Mr Goodhart used monetary history to test these competing theories. He examined the overthrow of Rome and a period in the tenth century when the Japanese government stopped minting coins. If the origin of money were purely private, these shocks should have had no monetary effects. But after Rome’s collapse, traders resorted to barter; in Japan they started to use rice instead of coins. There is a clear link between fiscal power and money.

The struggle for life:

The evidence suggests that only “informal” monies can spring up purely privately. But informal money can exist on the grandest scale. The dollar’s position as the world’s reserve currency is not mandated by any government, for example. Its pre-eminence outside America rests on it being the best option for international transactions. Once a competitor currency becomes preferable, firms and other governments will move on. The good news for the dollar is that the Chinese yuan is not yet widely accepted and suffers from higher inflation, reducing its usefulness. But a shift in the world’s reserve currency could be swifter than many assume.

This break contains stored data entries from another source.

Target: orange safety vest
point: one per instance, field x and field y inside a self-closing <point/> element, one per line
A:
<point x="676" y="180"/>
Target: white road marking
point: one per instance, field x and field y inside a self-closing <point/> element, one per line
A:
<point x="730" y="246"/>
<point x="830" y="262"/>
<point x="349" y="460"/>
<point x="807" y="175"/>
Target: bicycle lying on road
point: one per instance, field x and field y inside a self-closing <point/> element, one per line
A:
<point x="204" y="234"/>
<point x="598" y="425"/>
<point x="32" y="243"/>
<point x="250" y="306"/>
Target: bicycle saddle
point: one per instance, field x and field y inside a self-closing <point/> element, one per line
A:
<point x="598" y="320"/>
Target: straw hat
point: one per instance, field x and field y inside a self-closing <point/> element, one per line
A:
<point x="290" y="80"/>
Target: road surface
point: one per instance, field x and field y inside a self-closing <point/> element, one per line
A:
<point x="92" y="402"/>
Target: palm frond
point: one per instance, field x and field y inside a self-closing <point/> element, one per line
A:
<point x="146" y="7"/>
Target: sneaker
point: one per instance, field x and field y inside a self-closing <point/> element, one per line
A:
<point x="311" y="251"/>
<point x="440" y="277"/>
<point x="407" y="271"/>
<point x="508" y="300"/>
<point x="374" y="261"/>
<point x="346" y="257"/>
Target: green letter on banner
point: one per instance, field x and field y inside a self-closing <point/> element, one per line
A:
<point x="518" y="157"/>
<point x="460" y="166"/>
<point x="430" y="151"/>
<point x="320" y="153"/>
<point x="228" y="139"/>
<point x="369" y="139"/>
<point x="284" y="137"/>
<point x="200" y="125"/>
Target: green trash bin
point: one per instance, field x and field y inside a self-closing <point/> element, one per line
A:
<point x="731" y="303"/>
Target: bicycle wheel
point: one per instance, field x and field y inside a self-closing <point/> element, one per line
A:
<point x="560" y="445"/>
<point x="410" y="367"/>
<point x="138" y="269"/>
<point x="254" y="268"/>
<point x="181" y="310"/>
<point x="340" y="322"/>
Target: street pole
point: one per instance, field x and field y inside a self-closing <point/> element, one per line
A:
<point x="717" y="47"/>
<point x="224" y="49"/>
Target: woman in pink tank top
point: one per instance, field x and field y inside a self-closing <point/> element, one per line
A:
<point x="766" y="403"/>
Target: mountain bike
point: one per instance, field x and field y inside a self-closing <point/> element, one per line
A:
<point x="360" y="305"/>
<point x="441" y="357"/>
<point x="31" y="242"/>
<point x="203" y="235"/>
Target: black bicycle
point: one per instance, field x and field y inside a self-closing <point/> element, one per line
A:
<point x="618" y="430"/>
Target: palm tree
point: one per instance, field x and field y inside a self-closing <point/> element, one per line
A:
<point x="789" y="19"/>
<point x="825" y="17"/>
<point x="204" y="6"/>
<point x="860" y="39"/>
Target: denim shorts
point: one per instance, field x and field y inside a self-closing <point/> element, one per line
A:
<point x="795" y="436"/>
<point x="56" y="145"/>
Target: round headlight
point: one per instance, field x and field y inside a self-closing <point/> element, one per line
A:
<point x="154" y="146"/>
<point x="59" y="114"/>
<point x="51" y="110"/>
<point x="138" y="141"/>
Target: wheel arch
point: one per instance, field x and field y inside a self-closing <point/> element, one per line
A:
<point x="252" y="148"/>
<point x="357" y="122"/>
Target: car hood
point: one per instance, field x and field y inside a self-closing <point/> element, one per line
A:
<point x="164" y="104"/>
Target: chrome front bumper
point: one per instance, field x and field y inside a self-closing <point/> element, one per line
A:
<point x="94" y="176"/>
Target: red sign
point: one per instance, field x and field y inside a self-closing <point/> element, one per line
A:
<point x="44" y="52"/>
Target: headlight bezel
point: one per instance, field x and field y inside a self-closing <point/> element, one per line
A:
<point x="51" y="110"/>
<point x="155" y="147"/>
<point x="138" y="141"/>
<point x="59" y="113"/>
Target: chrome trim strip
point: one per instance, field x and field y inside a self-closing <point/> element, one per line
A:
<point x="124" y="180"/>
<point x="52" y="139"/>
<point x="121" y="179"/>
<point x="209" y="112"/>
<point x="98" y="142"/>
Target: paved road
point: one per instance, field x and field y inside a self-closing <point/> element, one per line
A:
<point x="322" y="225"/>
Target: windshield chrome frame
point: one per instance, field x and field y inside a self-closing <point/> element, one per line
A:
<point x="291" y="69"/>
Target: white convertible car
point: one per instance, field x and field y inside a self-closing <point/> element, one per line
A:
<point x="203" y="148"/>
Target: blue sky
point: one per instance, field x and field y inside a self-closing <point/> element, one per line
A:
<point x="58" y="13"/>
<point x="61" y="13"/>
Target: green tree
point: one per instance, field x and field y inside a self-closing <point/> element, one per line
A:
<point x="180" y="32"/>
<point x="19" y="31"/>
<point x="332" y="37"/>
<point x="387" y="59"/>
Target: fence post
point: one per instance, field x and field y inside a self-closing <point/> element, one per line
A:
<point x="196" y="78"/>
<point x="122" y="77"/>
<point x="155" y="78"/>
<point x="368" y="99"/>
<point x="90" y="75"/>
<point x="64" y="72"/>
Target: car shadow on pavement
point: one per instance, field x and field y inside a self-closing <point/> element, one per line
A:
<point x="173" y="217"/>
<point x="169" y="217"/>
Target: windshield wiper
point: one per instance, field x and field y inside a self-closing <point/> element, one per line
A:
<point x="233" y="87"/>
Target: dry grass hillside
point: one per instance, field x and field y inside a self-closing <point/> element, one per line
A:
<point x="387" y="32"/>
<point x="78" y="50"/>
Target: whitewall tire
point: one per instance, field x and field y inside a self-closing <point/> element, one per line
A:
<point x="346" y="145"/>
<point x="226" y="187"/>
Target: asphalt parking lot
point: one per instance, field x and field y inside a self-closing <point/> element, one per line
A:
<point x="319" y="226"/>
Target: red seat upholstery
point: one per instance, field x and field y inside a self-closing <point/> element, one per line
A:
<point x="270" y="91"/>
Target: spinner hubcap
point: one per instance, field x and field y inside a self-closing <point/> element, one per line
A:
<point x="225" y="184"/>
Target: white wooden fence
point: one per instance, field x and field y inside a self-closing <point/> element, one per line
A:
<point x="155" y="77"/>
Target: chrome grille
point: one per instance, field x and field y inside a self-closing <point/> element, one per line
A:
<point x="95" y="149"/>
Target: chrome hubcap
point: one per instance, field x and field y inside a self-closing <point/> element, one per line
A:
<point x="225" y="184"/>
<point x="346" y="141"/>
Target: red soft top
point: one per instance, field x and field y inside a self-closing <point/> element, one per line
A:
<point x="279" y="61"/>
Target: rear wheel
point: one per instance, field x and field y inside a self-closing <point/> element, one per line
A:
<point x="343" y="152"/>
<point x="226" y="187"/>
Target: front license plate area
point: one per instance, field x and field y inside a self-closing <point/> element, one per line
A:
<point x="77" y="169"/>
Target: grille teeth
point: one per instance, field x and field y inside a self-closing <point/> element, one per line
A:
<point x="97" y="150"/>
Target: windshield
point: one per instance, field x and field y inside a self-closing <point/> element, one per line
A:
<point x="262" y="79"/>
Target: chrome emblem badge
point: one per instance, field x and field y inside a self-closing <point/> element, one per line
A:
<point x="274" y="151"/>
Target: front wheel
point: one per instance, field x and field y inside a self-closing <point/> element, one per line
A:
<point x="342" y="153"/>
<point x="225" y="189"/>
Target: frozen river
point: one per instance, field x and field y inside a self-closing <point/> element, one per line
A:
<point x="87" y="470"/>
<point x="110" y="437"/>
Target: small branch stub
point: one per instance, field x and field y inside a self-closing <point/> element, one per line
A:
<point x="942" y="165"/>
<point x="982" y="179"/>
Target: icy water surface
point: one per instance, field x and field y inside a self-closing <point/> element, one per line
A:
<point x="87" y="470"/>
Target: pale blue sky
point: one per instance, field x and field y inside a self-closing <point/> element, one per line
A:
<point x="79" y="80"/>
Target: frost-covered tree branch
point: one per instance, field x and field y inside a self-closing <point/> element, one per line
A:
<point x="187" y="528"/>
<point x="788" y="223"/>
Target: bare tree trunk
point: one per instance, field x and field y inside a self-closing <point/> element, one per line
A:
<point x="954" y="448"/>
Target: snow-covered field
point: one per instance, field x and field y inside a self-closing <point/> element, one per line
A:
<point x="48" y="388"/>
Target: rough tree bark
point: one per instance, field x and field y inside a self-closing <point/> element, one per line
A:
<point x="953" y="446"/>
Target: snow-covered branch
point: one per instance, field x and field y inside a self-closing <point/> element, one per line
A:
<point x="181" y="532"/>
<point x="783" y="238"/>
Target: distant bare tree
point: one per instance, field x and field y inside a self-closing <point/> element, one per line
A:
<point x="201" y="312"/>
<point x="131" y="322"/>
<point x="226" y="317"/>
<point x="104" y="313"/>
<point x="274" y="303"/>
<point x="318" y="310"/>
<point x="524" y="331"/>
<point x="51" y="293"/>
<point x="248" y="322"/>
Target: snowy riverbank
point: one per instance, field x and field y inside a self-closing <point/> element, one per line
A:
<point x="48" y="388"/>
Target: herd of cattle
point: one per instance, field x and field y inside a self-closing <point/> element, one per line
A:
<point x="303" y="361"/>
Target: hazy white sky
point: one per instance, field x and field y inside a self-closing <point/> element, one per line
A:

The dollar’s other competitor, the euro, has deeper problems. Its origins were not private. Nor is it a proper Cartalist money, backed by a nation state. This means it lacks a foundation in the power of either the market or the state. In his paper, written a year before the euro was introduced, Mr Goodhart was prescient, highlighting “an unprecedented divorce between the main monetary and fiscal authorities”. Cartalists, he said “worry whether the divorce may not have some unforeseen side effects”.